We continue to cover business development companies, known as BDCs, in our recent articles in 2022. In the low yield environment, BDCs have emerged in 2021 as an increasingly popular choice for investors. income seeking attractive returns. BDCs offer retail investors exposure to private companies, which are often also funded by venture capitalists. BDCs were trapped in the COVID Crash of 2020, due to uncertainty about how their holding companies would handle the changed environment of lockdowns and sheltering in place.
It turns out that the majority of them did well, with their holdings weathering the storm, which became increasingly evident as the earnings reports came in.
Prospect Capital (PSEC) is one of the largest BDCs in the market, among the top 5 market capitalizations in the sector. Unrecognized PSEC expense has steadily improved over the past 6 quarters, from 0.9% of assets in Q2 ’20 to 0.4% in Q4 ’21.

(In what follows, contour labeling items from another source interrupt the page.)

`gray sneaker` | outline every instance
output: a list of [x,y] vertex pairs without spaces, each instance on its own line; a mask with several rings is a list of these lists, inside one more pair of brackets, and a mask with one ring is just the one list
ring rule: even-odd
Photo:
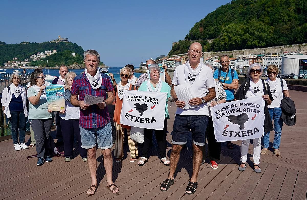
[[67,157],[65,158],[65,162],[70,162],[71,160],[72,159],[70,158],[68,158]]

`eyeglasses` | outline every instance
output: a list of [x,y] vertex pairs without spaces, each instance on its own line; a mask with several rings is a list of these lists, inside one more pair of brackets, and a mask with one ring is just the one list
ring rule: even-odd
[[251,74],[254,74],[255,73],[255,71],[257,74],[260,74],[260,72],[261,72],[261,70],[260,69],[257,69],[256,70],[254,69],[251,69],[251,71],[250,71],[250,73]]
[[125,76],[125,77],[126,77],[126,78],[127,78],[127,77],[128,77],[128,74],[120,74],[120,76],[121,76],[121,77],[123,77],[124,76]]
[[277,72],[276,71],[268,71],[268,74],[273,74],[274,75],[275,75],[277,73]]
[[39,78],[40,78],[42,79],[44,79],[46,78],[46,76],[37,76],[36,77],[37,79],[38,79]]

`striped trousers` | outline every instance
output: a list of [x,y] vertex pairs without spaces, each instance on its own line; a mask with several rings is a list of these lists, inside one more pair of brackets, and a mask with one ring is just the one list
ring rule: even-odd
[[[115,122],[116,129],[116,140],[115,140],[115,149],[114,156],[117,158],[122,158],[124,157],[124,131],[125,129],[122,127],[120,124]],[[136,142],[130,138],[130,130],[127,129],[128,145],[130,151],[130,157],[131,158],[135,158],[138,156],[138,144]]]

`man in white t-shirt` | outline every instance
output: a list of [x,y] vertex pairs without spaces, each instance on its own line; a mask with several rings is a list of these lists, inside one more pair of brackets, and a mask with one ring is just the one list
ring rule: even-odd
[[[161,185],[161,190],[168,189],[174,183],[174,174],[183,146],[186,144],[188,133],[192,132],[193,150],[193,171],[185,194],[195,193],[197,187],[197,176],[202,160],[202,147],[206,142],[205,132],[209,115],[207,102],[215,97],[215,84],[212,71],[200,62],[202,48],[200,44],[194,42],[188,52],[188,61],[176,67],[172,82],[171,94],[178,108],[176,113],[173,132],[173,147],[170,157],[168,178]],[[196,97],[188,102],[178,100],[174,86],[188,83]],[[206,95],[206,94],[208,94]],[[198,107],[183,109],[186,104]]]

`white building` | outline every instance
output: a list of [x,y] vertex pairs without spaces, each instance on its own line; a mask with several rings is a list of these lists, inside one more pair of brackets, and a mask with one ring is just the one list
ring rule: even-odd
[[281,74],[304,75],[307,73],[307,55],[287,55],[282,59]]

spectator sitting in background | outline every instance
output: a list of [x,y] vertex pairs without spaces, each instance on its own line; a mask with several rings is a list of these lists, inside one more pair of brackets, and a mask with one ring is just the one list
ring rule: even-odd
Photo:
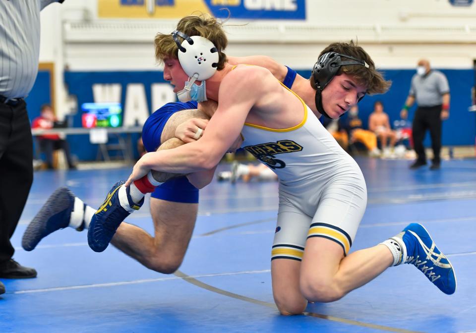
[[[51,106],[49,104],[44,104],[41,106],[40,112],[40,116],[33,119],[32,128],[42,129],[53,128],[57,119]],[[37,138],[40,150],[45,153],[47,167],[48,169],[53,168],[53,151],[57,149],[62,149],[64,151],[69,169],[76,168],[69,152],[69,145],[67,141],[62,139],[59,134],[43,134],[38,135]]]
[[371,131],[362,128],[362,120],[358,117],[358,107],[354,105],[349,111],[347,117],[339,119],[340,131],[345,131],[350,138],[350,142],[361,142],[372,157],[379,156],[380,152],[377,148],[377,137]]
[[383,111],[383,105],[379,101],[374,103],[373,112],[370,113],[368,118],[368,129],[375,133],[380,140],[382,157],[390,157],[395,145],[397,136],[390,127],[388,114]]
[[253,178],[260,181],[278,180],[276,174],[264,164],[241,164],[236,161],[232,164],[230,171],[222,171],[217,174],[218,181],[230,180],[232,183],[238,179],[247,183]]
[[339,145],[346,152],[349,151],[349,135],[345,131],[340,130],[340,121],[337,119],[323,117],[322,125],[332,135]]

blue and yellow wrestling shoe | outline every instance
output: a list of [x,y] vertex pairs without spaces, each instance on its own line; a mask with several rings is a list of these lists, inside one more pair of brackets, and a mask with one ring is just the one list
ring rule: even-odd
[[88,230],[88,243],[89,247],[96,252],[102,252],[111,242],[119,225],[134,210],[138,210],[144,203],[144,198],[138,204],[134,203],[129,194],[130,187],[126,188],[123,205],[120,204],[119,190],[125,180],[115,184],[108,193],[104,202],[93,216]]
[[454,293],[456,276],[453,266],[436,247],[425,227],[412,223],[403,229],[402,234],[407,246],[405,263],[415,265],[445,294]]
[[74,195],[66,187],[52,194],[25,230],[21,246],[31,251],[40,241],[53,231],[65,228],[74,208]]

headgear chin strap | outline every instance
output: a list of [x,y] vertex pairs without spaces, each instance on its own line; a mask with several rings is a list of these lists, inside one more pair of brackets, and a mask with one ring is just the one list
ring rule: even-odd
[[[341,56],[349,58],[351,60],[343,60],[341,58]],[[337,52],[328,52],[319,57],[317,62],[314,64],[312,68],[311,74],[314,82],[314,86],[313,88],[316,90],[316,95],[314,97],[316,107],[317,108],[317,111],[326,118],[331,118],[324,111],[324,107],[322,106],[322,91],[336,76],[341,66],[349,65],[360,65],[367,68],[369,67],[368,64],[364,61],[353,56],[341,55]],[[359,99],[357,103],[362,98],[363,96]]]
[[[203,81],[213,76],[218,65],[218,51],[213,43],[201,36],[188,37],[178,30],[172,33],[178,47],[178,62],[189,77]],[[181,43],[178,37],[184,39]]]

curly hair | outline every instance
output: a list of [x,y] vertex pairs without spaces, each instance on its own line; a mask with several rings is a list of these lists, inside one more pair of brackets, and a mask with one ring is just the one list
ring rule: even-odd
[[[368,64],[368,68],[360,65],[348,65],[342,66],[336,75],[340,75],[345,73],[355,79],[359,85],[367,87],[367,93],[369,95],[383,94],[386,92],[392,85],[392,81],[386,80],[382,73],[375,68],[373,60],[363,49],[358,46],[354,41],[349,43],[333,43],[324,49],[319,55],[328,52],[337,52],[342,55],[347,55],[357,59],[362,60]],[[341,57],[343,60],[349,59]],[[311,76],[311,85],[315,86],[314,79]],[[314,88],[315,89],[315,88]]]
[[[189,36],[201,36],[210,41],[218,51],[218,65],[223,69],[227,61],[223,50],[228,44],[227,35],[223,31],[223,22],[209,14],[201,13],[183,17],[178,21],[177,30]],[[170,34],[158,33],[155,36],[155,57],[159,62],[167,58],[178,57],[178,48]]]

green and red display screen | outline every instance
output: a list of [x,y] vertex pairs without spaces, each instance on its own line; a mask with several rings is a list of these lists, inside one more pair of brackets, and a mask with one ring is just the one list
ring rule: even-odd
[[83,103],[81,109],[83,127],[119,127],[122,125],[120,103]]

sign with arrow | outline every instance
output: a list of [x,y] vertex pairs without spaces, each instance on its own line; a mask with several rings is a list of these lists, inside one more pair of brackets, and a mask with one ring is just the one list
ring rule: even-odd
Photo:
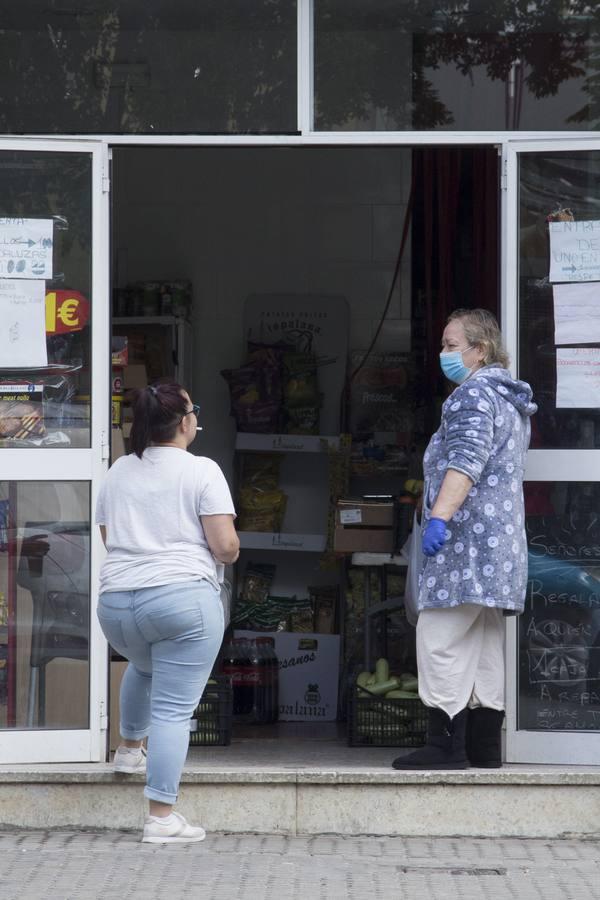
[[52,278],[52,219],[0,217],[0,278]]
[[600,281],[600,221],[550,222],[550,281]]

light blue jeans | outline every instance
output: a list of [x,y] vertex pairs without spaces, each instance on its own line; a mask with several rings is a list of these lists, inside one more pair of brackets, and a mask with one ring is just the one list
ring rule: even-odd
[[129,660],[121,682],[121,736],[148,736],[144,794],[175,803],[190,718],[223,640],[223,606],[208,581],[106,591],[98,602],[106,639]]

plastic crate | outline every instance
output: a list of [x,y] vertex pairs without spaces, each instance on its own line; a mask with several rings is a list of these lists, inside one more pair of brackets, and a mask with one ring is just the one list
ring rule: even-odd
[[190,721],[190,746],[226,747],[231,743],[233,690],[227,675],[211,678]]
[[367,696],[354,687],[348,698],[350,747],[422,747],[427,707],[414,700]]

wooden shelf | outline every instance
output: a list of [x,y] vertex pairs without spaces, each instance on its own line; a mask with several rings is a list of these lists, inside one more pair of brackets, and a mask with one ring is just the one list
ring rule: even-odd
[[263,453],[326,453],[337,449],[340,439],[333,435],[316,434],[252,434],[238,432],[235,449]]
[[187,322],[182,316],[113,316],[113,325],[177,325]]
[[324,534],[290,534],[271,531],[238,531],[242,550],[296,550],[323,553],[327,544]]

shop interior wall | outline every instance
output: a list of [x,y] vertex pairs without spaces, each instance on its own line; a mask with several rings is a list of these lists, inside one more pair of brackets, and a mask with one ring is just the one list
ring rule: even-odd
[[[342,295],[351,317],[349,349],[365,349],[392,280],[411,151],[116,148],[113,166],[115,284],[192,281],[191,382],[204,428],[193,449],[216,459],[233,484],[235,426],[219,373],[244,361],[246,298]],[[406,349],[410,271],[409,244],[378,350]],[[325,463],[297,456],[284,461],[284,530],[325,531]],[[296,502],[299,495],[304,502]],[[313,505],[323,501],[318,528],[307,521],[311,495]],[[247,560],[276,563],[277,594],[306,596],[307,585],[338,577],[321,570],[317,554],[247,552],[240,572]]]
[[[194,448],[231,474],[235,428],[219,372],[244,360],[253,293],[344,296],[350,349],[365,348],[392,279],[410,190],[397,148],[116,148],[115,284],[189,278]],[[410,245],[377,349],[410,319]]]

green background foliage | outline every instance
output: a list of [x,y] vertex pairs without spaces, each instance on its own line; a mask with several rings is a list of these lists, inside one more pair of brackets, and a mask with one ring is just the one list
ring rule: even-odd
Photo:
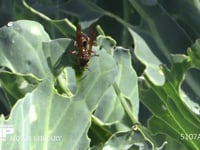
[[[198,150],[199,8],[198,0],[2,0],[0,122],[14,134],[1,149]],[[97,56],[81,71],[77,19],[85,33],[97,25]]]

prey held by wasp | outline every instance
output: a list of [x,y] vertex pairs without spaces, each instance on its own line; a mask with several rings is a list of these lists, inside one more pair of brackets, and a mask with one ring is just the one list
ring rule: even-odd
[[91,56],[98,56],[92,50],[95,41],[94,26],[90,28],[89,37],[81,31],[81,26],[78,24],[76,27],[76,39],[74,42],[75,50],[72,54],[77,55],[79,69],[88,68],[88,62]]

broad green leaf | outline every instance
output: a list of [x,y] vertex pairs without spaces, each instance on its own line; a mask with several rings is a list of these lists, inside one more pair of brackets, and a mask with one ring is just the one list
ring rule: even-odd
[[[52,43],[49,46],[56,47]],[[47,77],[16,103],[8,120],[1,117],[2,126],[14,128],[14,134],[1,141],[1,149],[88,149],[92,112],[117,74],[114,59],[104,50],[98,55],[91,58],[89,69],[77,81],[73,97],[58,94],[54,80]],[[42,58],[46,60],[45,56]],[[49,139],[41,139],[45,137]]]
[[103,150],[152,149],[148,141],[145,141],[140,133],[134,131],[118,132],[114,134],[104,145]]
[[168,134],[174,139],[179,139],[178,141],[188,148],[198,149],[198,141],[180,139],[182,134],[195,134],[200,129],[199,116],[186,106],[180,89],[184,74],[191,67],[191,63],[185,55],[173,55],[172,60],[174,62],[171,70],[163,67],[165,84],[156,86],[147,80],[151,89],[141,90],[141,100],[156,117],[156,120],[154,117],[149,122],[154,132],[156,130],[157,133]]
[[49,70],[44,59],[42,42],[49,40],[48,34],[37,22],[9,22],[0,29],[1,66],[12,72],[44,78]]
[[[129,103],[131,112],[137,120],[139,111],[137,78],[136,73],[131,66],[129,50],[122,47],[113,49],[113,41],[108,37],[103,38],[103,36],[97,38],[97,44],[99,44],[102,49],[107,49],[109,54],[113,54],[113,57],[119,66],[119,72],[115,81],[119,85],[121,92],[129,99],[127,103]],[[125,117],[125,110],[112,87],[103,96],[94,115],[104,123],[119,123],[119,120],[127,120]]]
[[13,106],[18,99],[23,98],[26,93],[34,90],[41,80],[30,74],[23,75],[2,71],[0,72],[0,82],[9,99],[9,103]]
[[146,66],[145,74],[156,85],[162,85],[165,77],[162,74],[161,61],[152,53],[146,42],[132,29],[129,32],[134,40],[136,57]]
[[188,48],[188,55],[191,58],[192,65],[200,68],[200,40],[198,39],[192,47]]

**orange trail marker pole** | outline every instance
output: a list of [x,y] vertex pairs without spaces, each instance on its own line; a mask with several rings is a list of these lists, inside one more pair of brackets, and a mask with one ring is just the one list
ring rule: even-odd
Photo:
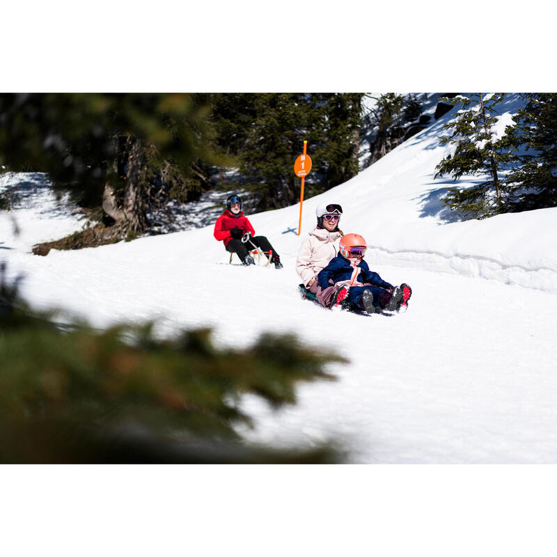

Founded in 2004, New York-based Prospect Capital (PSEC) provides private debt and private equity to middle-market companies in the United States, with a focus on sponsor-backed transactions and loans direct to established owner-operated businesses.
PSEC invests primarily in senior 1st and 2nd lien loans and mezzanine debt, which in some cases include an equity component. It provides capital to middle market companies and private equity financial sponsors for refinancings, leveraged buyouts, acquisitions, recapitalizations, later-stage growth investments and capital expenditures.
It seeks to invest between $10M and $500M per transaction in companies with EBITDA between $5M and $150M, sales value between $25M and $500M and enterprise value between $5 million and $1,000 million. It also finances co-investments for larger transactions. It is one of the largest BDCs, with $6.5 billion in assets under management. Insiders hold a large share of PSEC, at 27.9%. (PSEC website)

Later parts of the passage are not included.